According to a new book the obesity epidemic that is gaining pace may not be a simple case of over eating and a lack of exercise. In his new new book, Robert Lustig, a professor of clinical paediatrics at the University of California, suggests a new theory on weight gain.
The number of obese people has more than doubled in the last 30 years. The way we eat, and the foods we eat, have also changed quite dramatically during this time. We eat more processed foods, ready meals, and sugar consumption has also drastically increased over the last 50 years.

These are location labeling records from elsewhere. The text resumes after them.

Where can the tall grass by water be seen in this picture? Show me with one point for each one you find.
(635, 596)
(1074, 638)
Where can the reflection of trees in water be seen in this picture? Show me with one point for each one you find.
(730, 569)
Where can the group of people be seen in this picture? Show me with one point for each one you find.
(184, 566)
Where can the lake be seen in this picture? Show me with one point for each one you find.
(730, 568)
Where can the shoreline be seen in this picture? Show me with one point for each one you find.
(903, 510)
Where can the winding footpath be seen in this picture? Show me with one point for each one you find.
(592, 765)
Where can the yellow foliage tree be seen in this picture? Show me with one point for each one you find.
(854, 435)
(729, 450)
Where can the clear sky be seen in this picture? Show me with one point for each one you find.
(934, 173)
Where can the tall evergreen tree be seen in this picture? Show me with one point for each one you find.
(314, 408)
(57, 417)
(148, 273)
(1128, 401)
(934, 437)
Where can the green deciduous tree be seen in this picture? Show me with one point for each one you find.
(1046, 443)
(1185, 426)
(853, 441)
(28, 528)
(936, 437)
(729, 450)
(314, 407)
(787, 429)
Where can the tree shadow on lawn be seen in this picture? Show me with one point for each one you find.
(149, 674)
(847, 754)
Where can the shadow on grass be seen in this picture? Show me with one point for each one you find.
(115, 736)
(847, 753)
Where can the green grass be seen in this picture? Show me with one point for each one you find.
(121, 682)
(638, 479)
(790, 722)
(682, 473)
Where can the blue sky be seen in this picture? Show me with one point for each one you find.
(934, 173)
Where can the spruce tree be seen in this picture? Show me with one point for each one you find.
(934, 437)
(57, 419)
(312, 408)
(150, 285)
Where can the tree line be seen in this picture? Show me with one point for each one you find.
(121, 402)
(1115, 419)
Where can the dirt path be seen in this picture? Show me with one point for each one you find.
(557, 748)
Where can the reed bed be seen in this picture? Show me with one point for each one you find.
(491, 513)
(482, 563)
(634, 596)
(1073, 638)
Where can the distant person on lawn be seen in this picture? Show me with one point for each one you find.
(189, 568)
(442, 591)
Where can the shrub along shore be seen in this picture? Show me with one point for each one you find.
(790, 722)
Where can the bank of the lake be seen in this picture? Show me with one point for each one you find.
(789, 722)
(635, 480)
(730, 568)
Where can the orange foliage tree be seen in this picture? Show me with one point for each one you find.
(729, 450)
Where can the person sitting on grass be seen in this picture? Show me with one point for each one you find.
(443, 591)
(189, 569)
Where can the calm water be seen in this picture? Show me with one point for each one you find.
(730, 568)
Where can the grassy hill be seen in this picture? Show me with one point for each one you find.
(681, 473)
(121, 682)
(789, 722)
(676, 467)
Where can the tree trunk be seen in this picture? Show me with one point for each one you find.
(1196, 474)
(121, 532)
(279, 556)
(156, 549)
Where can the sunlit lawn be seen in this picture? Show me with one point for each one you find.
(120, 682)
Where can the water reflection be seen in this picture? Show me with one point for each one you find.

Professor Lustig argues that the urge to overeat is not a sign of weakness. He has linked hormonal and endocrine defects with weight gain and obesity. In his book, Fat Chance, the professor suggests that the rise in obesity is due to the high concentrations of insulin in the blood and a resistance to the hormone, leptin. Leptin is a hormone that tell the brain that you have enough energy and to decrease appetite. Scientists believe there are two “hunger hormones”, leptin, which reduces appetite and gherlin, which increases appetite.
Recent studies have found that obese people have an abundance of leptin (appetite reduction hormone). In theory they should have a lower appetite as they have high levels of leptin, but the studies have found that obese people are resistant to the effects of leptin. This leads to a hugely inflated appetite as the brain does not recognise that you are full. This is the theory behind Professor Lustig’s hypothesis.
Professor Lustig and his team have found that sugar is the cause of leptin resistance. High sugar intake leads to a surge in the levels of insulin, which is released by the pancreas, to regulate the amount of sugar in the blood. Regular high sugar intake can eventually lead to insulin resistance (and type-2 diabetes). The professor believes that insulin resistance causes leptin resistance. He has found that reducing insulin resistance can improve the communication of leptin to the brain.
Reducing the amount of sugar can be the start of your weight loss programme, as you may have the added advantage of reducing appetite and food cravings.